Der Jazz blieb für Andriessen nicht auf die Pianistenpraxis beschränkt. Er taucht in Orchesterwerken, Unterhaltungsmusiken, Theaterpartituren, Blasorchesterstücken und Mischformen auf. Besonders Werke wie Concerto Rotterdam für Jazz-Combo und Sinfonieorchester oder A Suite for Jazz Ensemble and Wind Band zeigen, dass Jazz für ihn ein struktureller Bestandteil des kompositorischen Denkens werden konnte. Er diente nicht nur als Farbe, sondern als rhythmische, soziale und mediale Energie.
Diese Seite unterscheidet ihn wiederum von seinem Vater Hendrik. Während Hendrik Andriessen stark aus Orgel, Liturgie und französischer Kunstmusik dachte, nahm Jurriaan Alltagsklänge, Jazzidiome, amerikanische Medienmusik und Bühneneffekte auf. Dadurch wurde er zu einer Brückenfigur zwischen akademischer Komposition und populärer Klangwelt.

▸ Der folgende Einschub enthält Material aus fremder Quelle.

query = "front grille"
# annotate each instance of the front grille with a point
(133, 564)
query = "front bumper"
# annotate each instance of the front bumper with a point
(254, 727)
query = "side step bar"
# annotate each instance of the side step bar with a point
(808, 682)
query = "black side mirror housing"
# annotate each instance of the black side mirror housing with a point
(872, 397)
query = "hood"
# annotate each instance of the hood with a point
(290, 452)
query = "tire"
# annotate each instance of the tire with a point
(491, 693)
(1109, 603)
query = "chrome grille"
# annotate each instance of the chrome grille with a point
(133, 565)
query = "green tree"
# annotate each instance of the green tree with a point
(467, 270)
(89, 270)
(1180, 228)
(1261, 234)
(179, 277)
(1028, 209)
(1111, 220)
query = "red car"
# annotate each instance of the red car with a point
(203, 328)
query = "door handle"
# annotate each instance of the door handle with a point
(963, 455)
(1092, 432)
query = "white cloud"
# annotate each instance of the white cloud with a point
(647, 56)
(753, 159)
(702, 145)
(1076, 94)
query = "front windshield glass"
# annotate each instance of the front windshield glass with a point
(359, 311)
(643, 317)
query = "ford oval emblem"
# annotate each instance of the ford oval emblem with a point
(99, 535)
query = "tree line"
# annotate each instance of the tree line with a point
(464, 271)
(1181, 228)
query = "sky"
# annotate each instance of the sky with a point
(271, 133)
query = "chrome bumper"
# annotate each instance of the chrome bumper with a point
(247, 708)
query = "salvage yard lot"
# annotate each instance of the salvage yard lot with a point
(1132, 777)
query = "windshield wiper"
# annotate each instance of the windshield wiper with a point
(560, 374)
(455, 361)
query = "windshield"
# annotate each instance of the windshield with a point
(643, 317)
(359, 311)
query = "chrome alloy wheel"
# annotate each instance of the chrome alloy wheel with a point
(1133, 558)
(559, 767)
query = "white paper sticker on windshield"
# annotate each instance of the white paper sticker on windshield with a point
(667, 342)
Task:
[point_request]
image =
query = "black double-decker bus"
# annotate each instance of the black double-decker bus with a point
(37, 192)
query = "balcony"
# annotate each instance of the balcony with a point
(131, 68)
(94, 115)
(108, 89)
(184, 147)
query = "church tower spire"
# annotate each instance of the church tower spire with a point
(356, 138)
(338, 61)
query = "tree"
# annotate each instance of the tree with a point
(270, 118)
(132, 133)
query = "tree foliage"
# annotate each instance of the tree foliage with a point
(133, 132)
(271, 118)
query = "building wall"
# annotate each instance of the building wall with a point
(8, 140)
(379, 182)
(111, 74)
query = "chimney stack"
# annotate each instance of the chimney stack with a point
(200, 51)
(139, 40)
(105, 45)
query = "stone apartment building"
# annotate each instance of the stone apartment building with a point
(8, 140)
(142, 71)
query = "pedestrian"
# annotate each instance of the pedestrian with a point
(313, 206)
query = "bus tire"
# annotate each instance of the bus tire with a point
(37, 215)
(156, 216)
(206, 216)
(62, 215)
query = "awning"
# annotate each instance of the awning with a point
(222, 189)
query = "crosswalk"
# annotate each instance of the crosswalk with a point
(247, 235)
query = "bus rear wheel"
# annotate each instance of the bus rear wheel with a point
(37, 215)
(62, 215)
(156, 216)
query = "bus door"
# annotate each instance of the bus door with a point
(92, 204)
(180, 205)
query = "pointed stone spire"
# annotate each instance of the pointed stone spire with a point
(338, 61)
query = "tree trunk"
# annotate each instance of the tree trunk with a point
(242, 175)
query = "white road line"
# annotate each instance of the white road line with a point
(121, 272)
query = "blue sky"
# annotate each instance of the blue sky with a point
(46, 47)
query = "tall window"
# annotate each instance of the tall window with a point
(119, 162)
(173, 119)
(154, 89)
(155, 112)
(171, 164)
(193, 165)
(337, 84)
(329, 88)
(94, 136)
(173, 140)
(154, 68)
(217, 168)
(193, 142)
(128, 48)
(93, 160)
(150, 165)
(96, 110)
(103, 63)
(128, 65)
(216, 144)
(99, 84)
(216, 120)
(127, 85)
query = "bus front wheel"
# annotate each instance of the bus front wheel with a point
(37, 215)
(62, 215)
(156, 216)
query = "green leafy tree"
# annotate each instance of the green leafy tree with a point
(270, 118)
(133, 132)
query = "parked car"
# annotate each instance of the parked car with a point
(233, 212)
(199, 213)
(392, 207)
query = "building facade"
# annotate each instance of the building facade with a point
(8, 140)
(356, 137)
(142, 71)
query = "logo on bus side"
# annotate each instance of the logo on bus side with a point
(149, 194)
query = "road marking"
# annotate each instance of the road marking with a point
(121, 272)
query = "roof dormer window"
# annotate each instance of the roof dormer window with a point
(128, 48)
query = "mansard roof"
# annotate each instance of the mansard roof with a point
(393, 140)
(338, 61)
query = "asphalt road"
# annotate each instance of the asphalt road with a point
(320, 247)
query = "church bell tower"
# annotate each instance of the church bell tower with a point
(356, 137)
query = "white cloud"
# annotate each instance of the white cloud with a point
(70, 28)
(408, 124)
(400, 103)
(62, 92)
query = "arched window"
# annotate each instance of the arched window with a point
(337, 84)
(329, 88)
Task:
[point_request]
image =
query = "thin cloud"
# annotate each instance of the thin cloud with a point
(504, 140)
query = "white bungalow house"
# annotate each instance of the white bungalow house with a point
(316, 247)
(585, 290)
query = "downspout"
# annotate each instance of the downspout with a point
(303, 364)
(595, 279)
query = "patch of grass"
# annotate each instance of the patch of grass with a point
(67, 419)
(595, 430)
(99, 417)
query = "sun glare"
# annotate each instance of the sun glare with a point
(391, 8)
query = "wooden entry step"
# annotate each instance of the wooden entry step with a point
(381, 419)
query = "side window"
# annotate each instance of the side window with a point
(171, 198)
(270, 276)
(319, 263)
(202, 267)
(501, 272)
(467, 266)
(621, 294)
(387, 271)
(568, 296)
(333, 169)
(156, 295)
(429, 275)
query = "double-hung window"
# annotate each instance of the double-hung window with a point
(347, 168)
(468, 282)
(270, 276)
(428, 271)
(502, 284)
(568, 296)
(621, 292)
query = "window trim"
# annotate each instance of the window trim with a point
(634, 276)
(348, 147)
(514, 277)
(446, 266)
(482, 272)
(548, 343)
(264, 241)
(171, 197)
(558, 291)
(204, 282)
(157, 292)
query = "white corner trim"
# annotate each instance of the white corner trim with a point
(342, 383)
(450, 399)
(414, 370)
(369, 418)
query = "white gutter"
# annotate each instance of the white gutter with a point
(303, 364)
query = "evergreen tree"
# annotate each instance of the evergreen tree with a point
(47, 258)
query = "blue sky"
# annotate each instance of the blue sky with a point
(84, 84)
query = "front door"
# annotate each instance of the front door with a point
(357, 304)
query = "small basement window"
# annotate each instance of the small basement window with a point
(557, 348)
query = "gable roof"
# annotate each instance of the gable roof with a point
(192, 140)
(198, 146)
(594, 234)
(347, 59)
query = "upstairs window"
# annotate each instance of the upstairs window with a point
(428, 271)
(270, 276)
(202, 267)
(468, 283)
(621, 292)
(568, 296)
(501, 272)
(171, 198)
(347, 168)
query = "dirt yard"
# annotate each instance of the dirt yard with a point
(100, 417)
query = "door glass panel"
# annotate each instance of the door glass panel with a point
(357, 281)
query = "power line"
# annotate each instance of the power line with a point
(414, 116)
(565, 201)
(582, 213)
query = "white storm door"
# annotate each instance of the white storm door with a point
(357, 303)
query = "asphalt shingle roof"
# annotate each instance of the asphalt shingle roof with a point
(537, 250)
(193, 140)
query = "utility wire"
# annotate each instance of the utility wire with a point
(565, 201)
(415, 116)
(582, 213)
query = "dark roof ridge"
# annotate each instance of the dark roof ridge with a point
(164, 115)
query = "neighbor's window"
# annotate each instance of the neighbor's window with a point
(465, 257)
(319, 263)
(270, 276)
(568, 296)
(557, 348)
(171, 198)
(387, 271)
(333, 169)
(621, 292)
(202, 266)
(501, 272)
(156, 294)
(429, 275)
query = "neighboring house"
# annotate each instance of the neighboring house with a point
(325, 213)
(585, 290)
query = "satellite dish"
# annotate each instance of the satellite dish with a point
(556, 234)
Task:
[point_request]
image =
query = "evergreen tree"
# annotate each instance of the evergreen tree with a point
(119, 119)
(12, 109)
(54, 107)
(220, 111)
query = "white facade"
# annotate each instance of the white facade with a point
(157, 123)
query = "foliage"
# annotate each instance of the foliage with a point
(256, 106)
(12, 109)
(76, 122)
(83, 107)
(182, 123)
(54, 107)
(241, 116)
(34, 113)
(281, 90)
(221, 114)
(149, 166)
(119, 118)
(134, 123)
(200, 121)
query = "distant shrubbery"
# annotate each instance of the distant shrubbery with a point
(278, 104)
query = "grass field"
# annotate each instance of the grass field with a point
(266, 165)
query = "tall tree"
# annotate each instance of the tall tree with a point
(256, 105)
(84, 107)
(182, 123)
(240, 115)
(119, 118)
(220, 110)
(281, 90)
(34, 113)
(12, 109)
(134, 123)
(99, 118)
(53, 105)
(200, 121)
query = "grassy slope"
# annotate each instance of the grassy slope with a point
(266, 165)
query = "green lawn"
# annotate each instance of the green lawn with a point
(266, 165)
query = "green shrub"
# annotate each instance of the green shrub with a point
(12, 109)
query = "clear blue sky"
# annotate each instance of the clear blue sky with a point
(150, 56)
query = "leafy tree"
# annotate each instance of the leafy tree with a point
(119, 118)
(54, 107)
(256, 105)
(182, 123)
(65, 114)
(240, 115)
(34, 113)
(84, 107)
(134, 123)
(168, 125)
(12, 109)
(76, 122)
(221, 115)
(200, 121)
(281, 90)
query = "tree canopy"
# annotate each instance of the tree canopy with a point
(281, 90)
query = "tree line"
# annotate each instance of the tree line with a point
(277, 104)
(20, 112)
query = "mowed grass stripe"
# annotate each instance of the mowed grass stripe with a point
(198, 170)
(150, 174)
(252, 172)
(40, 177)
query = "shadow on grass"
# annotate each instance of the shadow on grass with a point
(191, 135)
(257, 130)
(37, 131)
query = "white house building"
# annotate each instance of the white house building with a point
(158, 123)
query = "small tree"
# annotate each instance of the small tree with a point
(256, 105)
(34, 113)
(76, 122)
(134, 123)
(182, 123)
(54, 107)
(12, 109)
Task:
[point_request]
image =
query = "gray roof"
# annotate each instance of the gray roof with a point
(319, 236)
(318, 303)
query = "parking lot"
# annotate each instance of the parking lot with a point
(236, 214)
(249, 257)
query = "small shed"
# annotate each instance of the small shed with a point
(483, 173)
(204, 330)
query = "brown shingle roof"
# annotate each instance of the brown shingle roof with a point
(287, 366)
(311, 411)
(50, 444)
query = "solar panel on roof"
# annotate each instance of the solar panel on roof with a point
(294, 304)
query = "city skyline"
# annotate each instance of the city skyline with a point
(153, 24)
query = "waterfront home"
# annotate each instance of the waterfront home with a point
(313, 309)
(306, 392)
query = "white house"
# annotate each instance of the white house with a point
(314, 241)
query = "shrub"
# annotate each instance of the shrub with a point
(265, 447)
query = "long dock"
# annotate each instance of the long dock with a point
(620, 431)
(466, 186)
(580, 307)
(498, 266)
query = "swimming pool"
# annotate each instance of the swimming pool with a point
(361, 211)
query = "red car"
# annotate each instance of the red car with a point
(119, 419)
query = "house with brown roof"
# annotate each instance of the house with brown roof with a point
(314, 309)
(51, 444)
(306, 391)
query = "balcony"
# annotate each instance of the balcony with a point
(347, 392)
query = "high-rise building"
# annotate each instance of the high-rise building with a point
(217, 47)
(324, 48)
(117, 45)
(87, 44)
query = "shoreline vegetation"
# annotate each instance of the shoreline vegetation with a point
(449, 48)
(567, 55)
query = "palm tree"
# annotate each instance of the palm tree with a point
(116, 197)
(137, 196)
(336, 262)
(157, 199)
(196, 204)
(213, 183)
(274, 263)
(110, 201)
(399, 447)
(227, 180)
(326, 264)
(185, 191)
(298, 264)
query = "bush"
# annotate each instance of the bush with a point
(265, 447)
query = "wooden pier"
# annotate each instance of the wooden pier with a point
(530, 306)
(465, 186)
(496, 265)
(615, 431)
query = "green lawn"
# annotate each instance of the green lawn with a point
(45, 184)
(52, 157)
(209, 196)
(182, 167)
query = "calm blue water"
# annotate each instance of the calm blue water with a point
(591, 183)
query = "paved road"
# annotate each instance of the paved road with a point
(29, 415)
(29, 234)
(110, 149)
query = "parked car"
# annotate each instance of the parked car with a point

Time Spirit, Escher und audiovisuelle Kunst
Time Spirit, die fünfte Sinfonie Jurriaan Andriessens, gehört zu den markantesten Werken seines Œuvres. Das Werk verbindet Klarinette, Orchester, Popgruppe, Tänzer, elektronische beziehungsweise verstärkte Klangeffekte und Projektionen nach Werken von M. C. Escher. Damit überschreitet es die traditionelle Sinfonieform und nähert sich einer musikalisch-szenischen Medienkomposition.
Die Verbindung mit Escher ist besonders aufschlussreich. Eschers Bilder spielen mit Perspektive, Metamorphose, unmöglichen Räumen, Wiederholung, Spiegelung und optischer Verunsicherung. Andriessens Musik übersetzt diese Bildwelt nicht illustrativ im einfachen Sinn, sondern sucht ein audiovisuelles Gegenstück. Die Klarinette steht als zentrale Gestalt im Klangraum, während Orchester, Popgruppe, Tanz und Projektion eine Welt um sie bilden. Die Themen Einsamkeit, Entwicklung, Wahrnehmung und Wirklichkeitsverschiebung verbinden Musik und Bild.
Time Spirit zeigt zugleich Andriessens Nähe zum Fernsehen und zur multimedialen Kunst der späten 1960er und frühen 1970er Jahre. Das Werk ist nicht nur eine Partitur, sondern ein Ereignis aus Klang, Bild, Bewegung und technischer Vermittlung. Darin liegt seine kulturgeschichtliche Bedeutung: Andriessen gehört zu den Komponisten, die die Sinfonie nicht einfach fortschrieben, sondern sie in die Welt von Projektion, Verstärkung, Popklang und medialem Ereignis überführten.
Werkverzeichnis
Das Werkverzeichnis Jurriaan Andriessens ist besonders breit, weil sein Œuvre nach Katalogangaben mehr als hundert Werke umfasst und viele Bereiche berührt: Orchester, Blasorchester, Theater, Film, Fernsehen, Kammermusik, Vokalwerke, Jazzensemble, Elektronik, Schul- und Amateurmusik sowie repräsentative Auftragsmusik. Die folgende Übersicht fasst die wichtigsten nachweisbaren Werke und Werkgruppen kulturlexikalisch zusammen. Bei einzelnen Jahreszahlen, Fassungen und Titelformen können je nach Katalog, Aufführungsmaterial und Mediennachweis Abweichungen bestehen.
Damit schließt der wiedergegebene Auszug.